Intervista
Gioachino Rossini aveva 23 anni quando compose «Il barbiere di Siviglia». Diego Ceretta, che dirigerà l'opera in scena da venerdì al Regio, ne ha 27. È inevitabile partire da questa riflessione, parlando in camerino col giovane maestro.
Paradossalmente può essere più facile per un “coetaneo” del compositore dirigere quest'opera che racconta, in modo divertente, l'amore tra due giovani, contrastato dagli adulti mossi da biechi interessi? D'altra parte, però, l'esperienza...
«È difficile dare una risposta ora, magari lo scoprirò tra vent'anni. Sicuramente più che l'esperienza del podio, quello che può fare la differenza è una maggior confidenza con il linguaggio di Rossini. Questo è il mio primo Rossini e, dunque, il mio primo “Barbiere”: lo affronto con spirito di voler imparare questo stile».
Rossini campava di auto-imprestiti per cui nel suo linguaggio è facile trovare motivi ricorrenti.
«Quest'opera ne è un esempio. La sinfonia iniziale faceva già parte prima di “Aureliano in Palmira” e poi di “Elisabetta regina d'Inghilterra”. Anche la serenata del Conte d'Almaviva è un auto- imprestito sempre da ”Aureliano in Palmira”. Come pure il “temporale” lo è. La cosa importante è capire da dove arrivano questi auto-imprestiti: arrivano da opere serie e finiscono in un'opera buffa, eppure funzionano. Questo perché Rossini è un genio: di base compone bella musica e basta. Poi la adatta al contesto».
I personaggi di quest'opera sono ben caratterizzati e ci raccontano l'epoca di Rossini. Chi preferisce?
«Forse la mia simpatia è per Don Bartolo che è il gabbato. È sempre sul punto di capire che qualcuno lo sta fregando... ma ci casca. Mi fa tenerezza».
Per la prima volta è sul podio della Filarmonica Toscanini: cosa chiede di tirar fuori da questo Rossini?
«Innanzitutto leggerezza. Poi l'articolazione, chiaramente, ma mi interessa soprattutto tirare fuori alcuni colori, penso “al ponticello”. Rossini chiede espressamente di suonare “al ponticello”, per far uscire un suono metallico nella “Calunnia”, dando l'idea che qualcosa di sinistro si sta avvicinando.
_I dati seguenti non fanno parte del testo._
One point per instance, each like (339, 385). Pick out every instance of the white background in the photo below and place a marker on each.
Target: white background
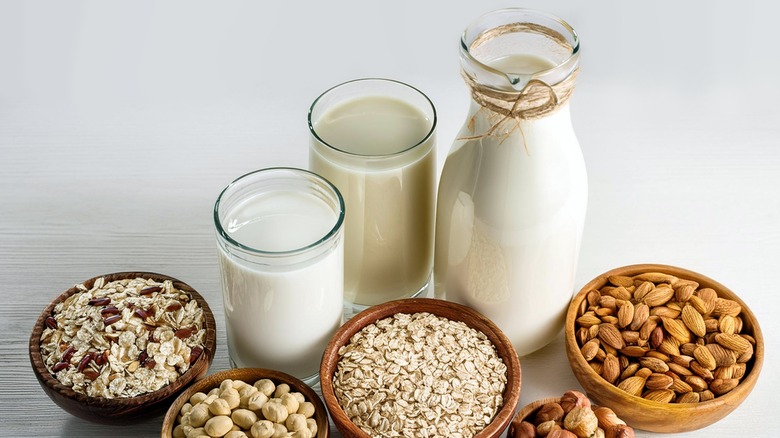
(120, 122)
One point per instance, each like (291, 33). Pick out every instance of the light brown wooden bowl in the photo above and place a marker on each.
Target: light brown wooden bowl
(248, 375)
(446, 309)
(650, 415)
(120, 410)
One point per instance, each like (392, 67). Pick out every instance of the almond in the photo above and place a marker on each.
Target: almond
(633, 385)
(619, 293)
(656, 337)
(611, 369)
(660, 395)
(665, 311)
(700, 371)
(725, 306)
(706, 395)
(745, 356)
(659, 296)
(723, 356)
(688, 397)
(680, 387)
(727, 324)
(704, 357)
(659, 381)
(630, 337)
(684, 293)
(657, 277)
(588, 319)
(697, 383)
(642, 290)
(641, 313)
(590, 349)
(676, 329)
(625, 314)
(634, 351)
(693, 320)
(610, 335)
(722, 386)
(654, 364)
(621, 280)
(670, 346)
(679, 369)
(733, 342)
(647, 328)
(593, 297)
(629, 371)
(708, 296)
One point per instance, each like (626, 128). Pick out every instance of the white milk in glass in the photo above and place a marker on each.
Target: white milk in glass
(281, 316)
(380, 155)
(510, 217)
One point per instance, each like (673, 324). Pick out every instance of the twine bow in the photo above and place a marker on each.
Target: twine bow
(537, 99)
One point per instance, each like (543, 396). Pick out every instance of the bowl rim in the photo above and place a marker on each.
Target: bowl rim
(213, 380)
(728, 401)
(194, 371)
(465, 314)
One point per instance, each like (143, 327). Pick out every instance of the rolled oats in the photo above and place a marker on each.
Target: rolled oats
(123, 338)
(420, 375)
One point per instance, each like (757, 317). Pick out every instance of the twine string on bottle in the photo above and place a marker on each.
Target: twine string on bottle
(537, 99)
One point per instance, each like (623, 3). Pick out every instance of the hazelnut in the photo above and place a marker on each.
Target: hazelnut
(581, 421)
(620, 431)
(550, 411)
(572, 399)
(523, 430)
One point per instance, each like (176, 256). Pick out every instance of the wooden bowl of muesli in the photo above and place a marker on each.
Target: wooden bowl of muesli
(669, 349)
(420, 363)
(122, 346)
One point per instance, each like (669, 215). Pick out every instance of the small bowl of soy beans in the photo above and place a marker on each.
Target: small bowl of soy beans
(244, 403)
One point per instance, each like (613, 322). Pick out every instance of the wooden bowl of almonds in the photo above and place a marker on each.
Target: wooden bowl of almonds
(120, 347)
(670, 350)
(247, 403)
(420, 366)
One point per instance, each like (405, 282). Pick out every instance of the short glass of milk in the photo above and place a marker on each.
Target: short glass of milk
(374, 140)
(281, 252)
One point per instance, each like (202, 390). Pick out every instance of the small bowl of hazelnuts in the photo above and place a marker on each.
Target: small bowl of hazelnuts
(670, 350)
(569, 416)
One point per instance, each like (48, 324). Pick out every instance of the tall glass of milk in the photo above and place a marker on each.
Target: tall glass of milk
(281, 254)
(513, 191)
(374, 140)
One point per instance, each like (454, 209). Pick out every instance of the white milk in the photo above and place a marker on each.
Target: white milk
(281, 317)
(389, 195)
(510, 218)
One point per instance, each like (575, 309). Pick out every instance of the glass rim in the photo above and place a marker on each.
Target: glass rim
(328, 236)
(390, 155)
(466, 47)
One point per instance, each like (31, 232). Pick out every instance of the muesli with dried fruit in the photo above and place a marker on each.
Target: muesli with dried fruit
(123, 338)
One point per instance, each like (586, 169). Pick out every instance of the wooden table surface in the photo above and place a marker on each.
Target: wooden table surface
(121, 122)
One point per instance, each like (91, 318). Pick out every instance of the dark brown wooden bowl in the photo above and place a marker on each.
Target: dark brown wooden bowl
(248, 375)
(446, 309)
(120, 410)
(650, 415)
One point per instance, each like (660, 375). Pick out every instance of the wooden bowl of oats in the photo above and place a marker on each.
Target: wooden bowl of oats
(120, 347)
(668, 349)
(420, 363)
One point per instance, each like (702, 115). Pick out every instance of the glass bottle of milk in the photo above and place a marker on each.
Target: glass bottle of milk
(513, 192)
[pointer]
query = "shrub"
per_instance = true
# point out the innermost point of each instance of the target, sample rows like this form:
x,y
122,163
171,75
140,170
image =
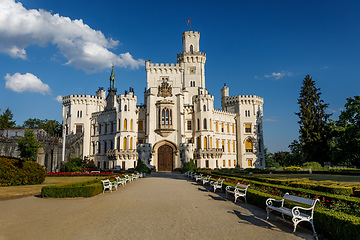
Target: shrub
x,y
17,172
312,165
78,189
189,166
141,167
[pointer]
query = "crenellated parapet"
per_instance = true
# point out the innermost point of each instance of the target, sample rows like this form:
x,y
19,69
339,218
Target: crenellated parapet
x,y
83,99
162,68
223,113
244,100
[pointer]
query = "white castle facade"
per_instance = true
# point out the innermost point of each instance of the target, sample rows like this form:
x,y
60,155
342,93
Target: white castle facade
x,y
176,123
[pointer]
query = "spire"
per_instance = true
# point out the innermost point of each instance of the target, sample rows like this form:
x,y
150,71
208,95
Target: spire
x,y
112,79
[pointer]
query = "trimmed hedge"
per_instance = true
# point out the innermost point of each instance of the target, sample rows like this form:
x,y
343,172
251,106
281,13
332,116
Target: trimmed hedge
x,y
330,224
14,171
71,190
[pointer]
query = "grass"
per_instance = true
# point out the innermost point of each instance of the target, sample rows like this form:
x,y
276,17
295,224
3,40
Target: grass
x,y
11,192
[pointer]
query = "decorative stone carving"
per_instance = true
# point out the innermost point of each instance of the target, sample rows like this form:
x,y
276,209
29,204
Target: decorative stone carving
x,y
165,90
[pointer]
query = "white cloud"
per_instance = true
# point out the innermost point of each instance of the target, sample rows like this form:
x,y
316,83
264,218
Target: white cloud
x,y
59,99
270,120
26,83
279,75
82,46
Mi interessa anche l'uso del sistro, strumento a percussione. Rossini lo utilizza, per esempio, nel finale primo quando tutti cantano “Mi par d'essere con la testa/ in un'orrida fucina...”. Ecco che il colpo di questo strumento a percussione ricorda l'incudine e la fucina. Rossini ti porta nella testa dei personaggi. Sono piccole sfumature che però fanno molta differenza nel capire che ruolo gioca l'orchestra».
Lei è un direttore giovane, nel curriculum momenti formativi e professionali importanti, a partire dall'esperienza con il maestro Daniele Gatti. Una “prima” al Regio mette sempre “ansia”, a ogni età. La presenza di un grande maestro del teatro come Pier Luigi Pizzi che firma la regia la fa sentire più “protetto”?
«S-nì. Non ho accettato per quello, piuttosto il ragionamento è stato un altro. Avevo già lavorato, su proposta di Alessio Vlad, per un “Macbeth” con la regia di Pier Luigi Pizzi, per la rete lirica delle Marche in cui vi era anche il sovrintendente Luciano Messi. Ecco è stata la squadra che mi ha convinto ad accettare, sapendo che è una proposta fatta anche pensando a me, non un modo di mandarmi al macello. E spero si trovino altri progetti in cui io possa ancora lavorare con Pizzi».
Cosa si «porta a casa» del metodo di lavoro di Pizzi?
«È sorprendente la profondità con cui legge i testi. Questo mi aveva già colpito molto in “Macbeth”. Sì, me lo “porto” a casa, il nostro è un mestiere in cui “si ruba”!».
Lei è un ragazzo aperto e spigliato, come è bello e giusto essere alla sua età. Ma questa carriera richiede sacrifici: cosa le pesa?
«Alla “fatica” dell'esercizio sono abituato, suonando il violino dall'età di 4 anni. Questo lavoro mi toglie un po' di leggerezza per le responsabilità che mi mette sulle spalle, specie da quando sono stato nominato direttore principale dell'Ort, Orchestra della Toscana che è un'orchestra di prim'ordine. Però, alla fine, mi rendo conto che il piacere di fare musica prevale su tutto e mi ripaga di tutto».